Namun demikian kedua negara masih memiliki kewajiban menyampaikan posisi masing-masing melalui “ Written pleading “ kepada Mahkamah Memorial pada 2 Nopember 1999 diikuti, “Counter Memorial” pada 2 Agustus 2000 dan “reply” pada 2 Maret 2001. Selanjutnya proses “Oral hearing” dari kedua negara bersengketa pada 3 –12 Juni 2002 . Dalam menghadapi dan menyiapkan materi tersebut diatas Indonesia membentuk satuan tugas khusus (SATGASSUS) yang terdiri dari berbagai institusi terkait yaitu : Deplu, Depdagri, Dephan, Mabes TNI, Dep. Energi dan SDM, Dishidros TNI AL, Bupati Nunukan, pakar kelautan dan pakar hukum laut International.

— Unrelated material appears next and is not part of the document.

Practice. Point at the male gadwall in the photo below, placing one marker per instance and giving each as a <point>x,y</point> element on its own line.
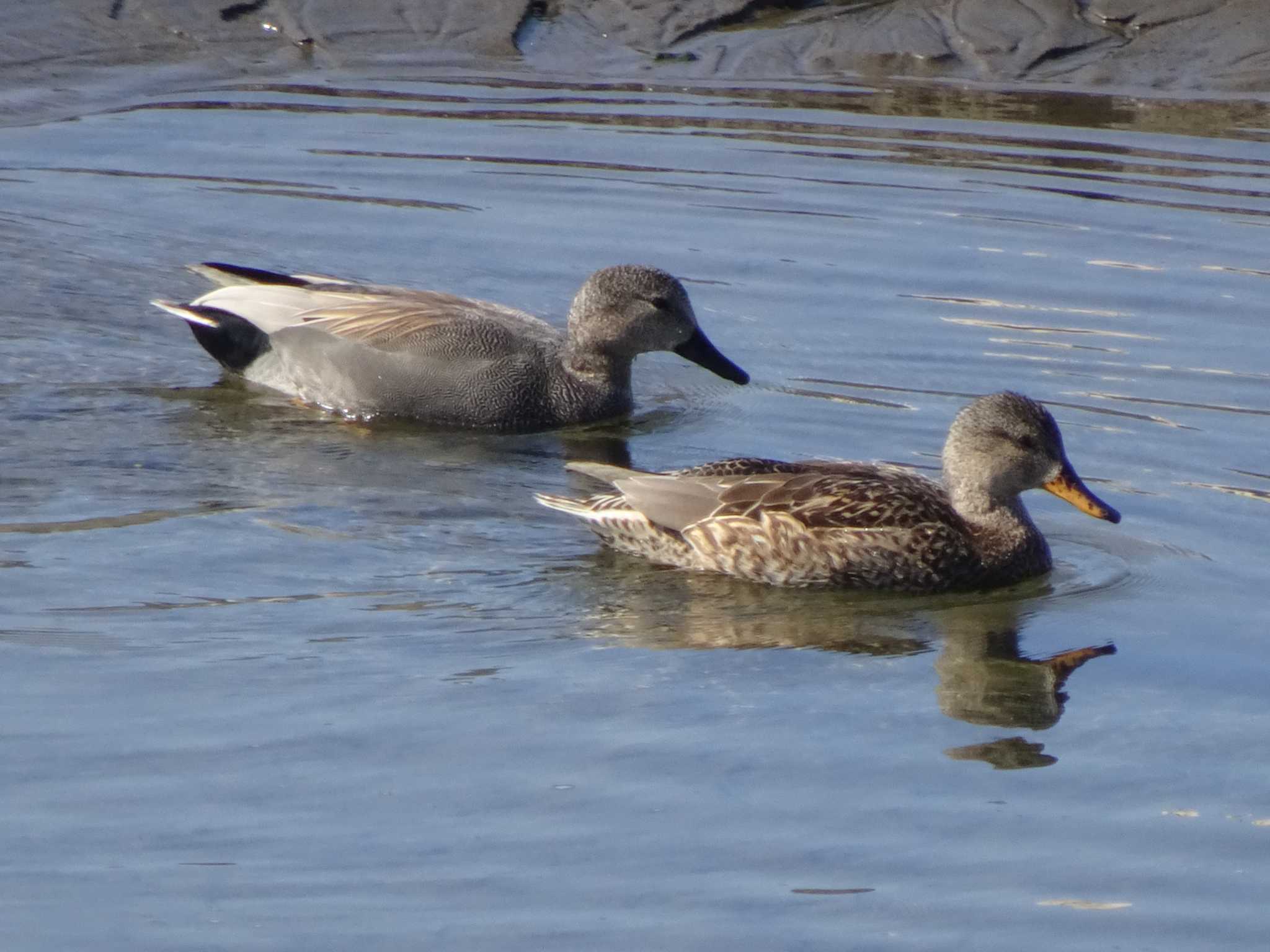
<point>854,524</point>
<point>367,351</point>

Indonesia mengangkat “co agent” RI di MI/ICJ yaitu Dirjen Pol Deplu, dan Dubes RI untuk Belanda. Indonesia juga mengangkat Tim Penasehat Hukum Internationl (International Counsels). Hal yang sama juga dilakukan pihak Malaysia. Proses hukum di MI/ICJ ini memakan waktu kurang lebih 3 tahun. Selain itu, cukup banyak energi dan dana telah dikeluarkan. Menlu Hassas Wirayuda mengatakan kurang lebih Rp. 16.000.000.000 dana telah dikeluarkan yang sebagian besar untuk membayar pengacara. Dengan demikian tidak tepat bila dikatakan pihak Indonesia tidak serius memperjuangkan P. Sipadan dan P. Ligitan.